What inspired you to create “Life Still” and “Splash” collections?
Life Still
I produced this series over 2020 while mostly in lockdown due to the Coronavirus. I am used to working alone in my studio, so quarantine away from people has not greatly changed my lifestyle, and the isolation itself did not put me out of my comfort zone. I am an inveterate introvert and I do not miss society. But what pained me the most is the impossibility of communicating with nature. Nature calms me and helps me to be in harmony with myself. Trapped in 4 walls, especially in a big city, a person loses their roots. Literally. In those months through my works, I tried to restore this connection. Staying in the apartment, I turned to plants and specimens I have brought from other countries: eucalyptus, dried banksia, palm branches, etc. Without alternatives for models, it made me turn to myself, to look inside myself and I integrate these plants into the portraits to supplement what I feel I am missing. This is a very personal series about my warm attitude to nature at a time when we all crave it.
Splash
My objective here is to create modern images using the heritage of traditional techniques, combining realism and simple, almost abstract forms.

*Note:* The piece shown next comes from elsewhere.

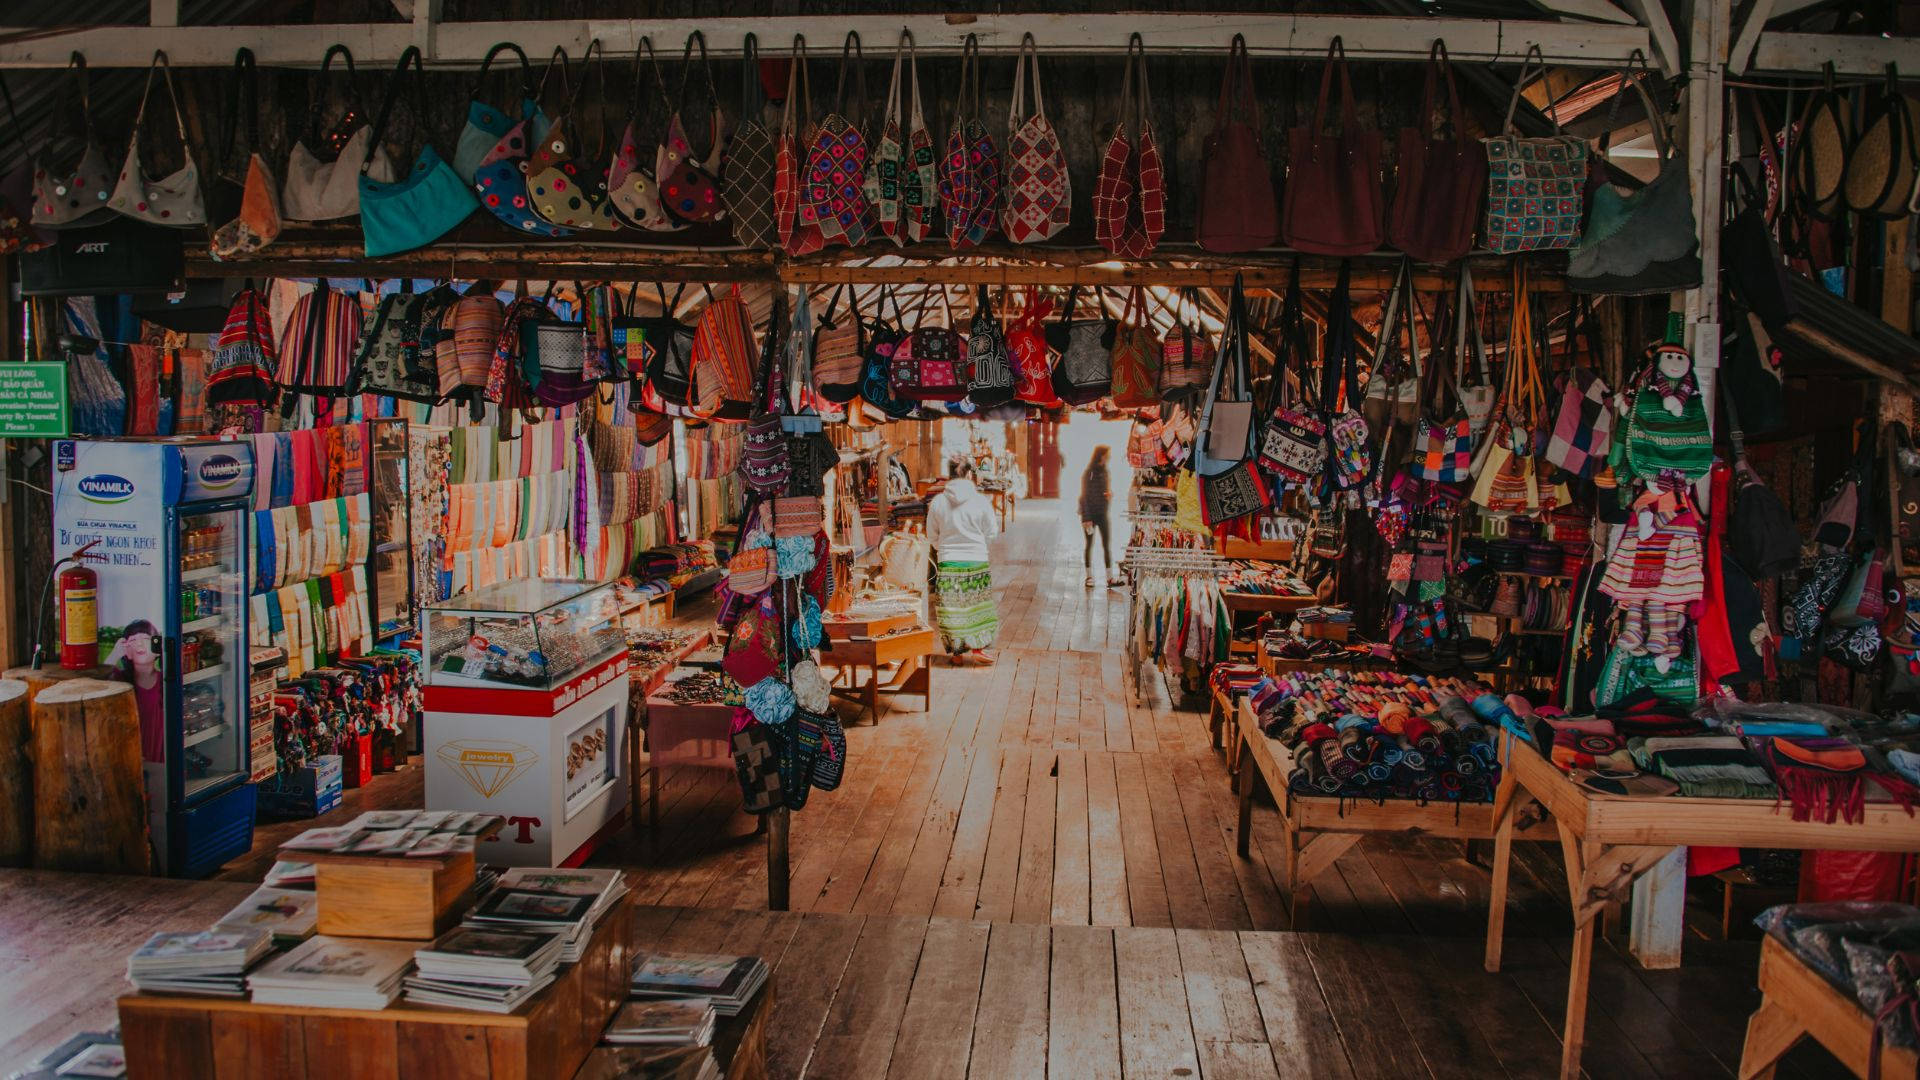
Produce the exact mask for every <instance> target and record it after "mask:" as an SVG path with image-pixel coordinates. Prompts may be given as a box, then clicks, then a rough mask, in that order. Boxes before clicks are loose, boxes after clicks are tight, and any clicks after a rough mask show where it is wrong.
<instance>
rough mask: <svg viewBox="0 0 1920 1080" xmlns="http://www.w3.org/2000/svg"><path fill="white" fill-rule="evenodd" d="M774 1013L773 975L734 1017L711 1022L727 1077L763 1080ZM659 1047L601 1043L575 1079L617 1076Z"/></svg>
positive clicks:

You know, we have many grey and dark days during the year in Moscow, winters can be long and hard, so summer is a special time you make the most of. It always feels too short! I wanted to preserve these memories and this way I can add colour to people’s lives all year round. I chose blocks of vibrant colours with energy to really stand out, as well as a kind of transparent/translucent bikinis. The scene is charged, the energy goes through you. It’s like the girls are so into the joy they are experiencing, that they merge with the environment. I believe colours are a very strong tool as you can affect people’s mood, so I tried to influence by colour without adding too many details to the background. To say more without saying a lot by using simple effects like gradient and straight lines, sometimes a simplified water texture. Creating mood with colours – summer, joy, fun.
How long does it take for you to create your work?
It depends on the size and complexity of the painting, but normally I am a fast painter, although now my canvas sizes get bigger and bigger these days and also they are very detailed so I spend a lot of time on them.
What are you working on next?
I try to catch my inspiration, so I often find myself painting completely different subjects in completely different styles. For example, recently I came back from big trip to Sri Lanka and I was inspired by nature there and did tropical flowers series in a very decorative style, but at the same time I am completing a series of portraits of people on the beaches in south of Russia called "Sun Gods". Both are interesting for me, so I never get bored switching the painting on my easel.